So now is an odd time for SaaS startups:

  • The best are growing faster than ever.
  • It looks like unicorn rounds are still being announced almost every day.
  • VC funds are flush with more cash than ever before.


  • It seems like half the VCs in the world are saying the sky is falling.

What’s going on?

It’s not that complicated, but it is hard to tell from the outside.  Basically three things are happening right now, which makes the announcements in the press and Twitter and LinkedIn confusing:

  • Seed funds grew 20x in the past 2 years and are still mostly investing like it’s 2021.  Raising a seed round has never been easy, but most seed funds are still investing at a fast pace.  They have a lot to invest and valuations only change so much as seed.
  • But, everything from Series A on has slowed down.  Sometimes, way down.  Due to everyone settling in and dealing with the fact that public multiples have been cut in half.
  • Later stage VC funds and funds holding public shares have often seen their own valuations cut 30%-50% in the past few months.  They’re no longer feeling like high fliers.
  • And, most of the mega-rounds you see on TechCrunch, etc. were in process or even closed before February 2022.

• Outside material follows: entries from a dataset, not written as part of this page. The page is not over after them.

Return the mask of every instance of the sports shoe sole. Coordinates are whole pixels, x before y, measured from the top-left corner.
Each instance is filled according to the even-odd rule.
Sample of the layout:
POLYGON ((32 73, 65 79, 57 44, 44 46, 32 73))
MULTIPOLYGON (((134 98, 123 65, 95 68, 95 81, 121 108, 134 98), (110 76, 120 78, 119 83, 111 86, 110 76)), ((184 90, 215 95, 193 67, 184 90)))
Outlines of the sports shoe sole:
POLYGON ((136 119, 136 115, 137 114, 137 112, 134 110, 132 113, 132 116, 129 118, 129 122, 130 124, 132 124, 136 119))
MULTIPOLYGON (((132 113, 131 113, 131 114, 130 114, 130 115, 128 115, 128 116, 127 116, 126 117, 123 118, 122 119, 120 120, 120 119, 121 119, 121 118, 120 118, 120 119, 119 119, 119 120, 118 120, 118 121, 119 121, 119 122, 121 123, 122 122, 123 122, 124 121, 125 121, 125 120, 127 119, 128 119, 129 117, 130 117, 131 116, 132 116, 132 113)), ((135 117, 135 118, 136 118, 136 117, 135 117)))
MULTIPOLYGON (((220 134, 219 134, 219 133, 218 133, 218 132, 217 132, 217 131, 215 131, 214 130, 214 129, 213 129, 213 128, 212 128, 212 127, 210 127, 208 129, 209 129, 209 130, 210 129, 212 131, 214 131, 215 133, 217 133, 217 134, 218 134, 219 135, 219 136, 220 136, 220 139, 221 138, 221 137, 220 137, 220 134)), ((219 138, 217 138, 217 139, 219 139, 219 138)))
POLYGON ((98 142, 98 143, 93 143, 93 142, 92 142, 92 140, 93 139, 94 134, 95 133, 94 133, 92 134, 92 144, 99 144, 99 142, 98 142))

So it’s strange times.  Aside from certain segments still dealing with a “Covid overhang” (e.g., digital events, Zoom, etc.), customers are buying more SaaS than ever.  But with stock prices in the public markets for SaaS down 50% from their peaks in many cases, it seems much harder to make money in venture than just a few months ago.  Much harder.

Most important for founders to understand is the venture “crunch” right now is everywhere except seed.  If nothing else, if you’ve recently raised a seed round, assume it’s much harder than people thought last year to get that Series A.  And if you are a little later stage than that, be aware it’s just plain harder.  Especially, harder to get a valuation that’s a lot higher than the public comps.

Be aware the data we see on Crunchbase and other sources and in most press releases and announcements is still a quarter behind here.  The deals closing now, in Q2 ‘22 and late Q1 ‘21 that are Series A, B, C, D, and beyond are far fewer than before.

Series A+ investors have tapped the brakes, as VCs like to say.  It won’t last forever.  But it looks like it will last a while.

Crunch image from here.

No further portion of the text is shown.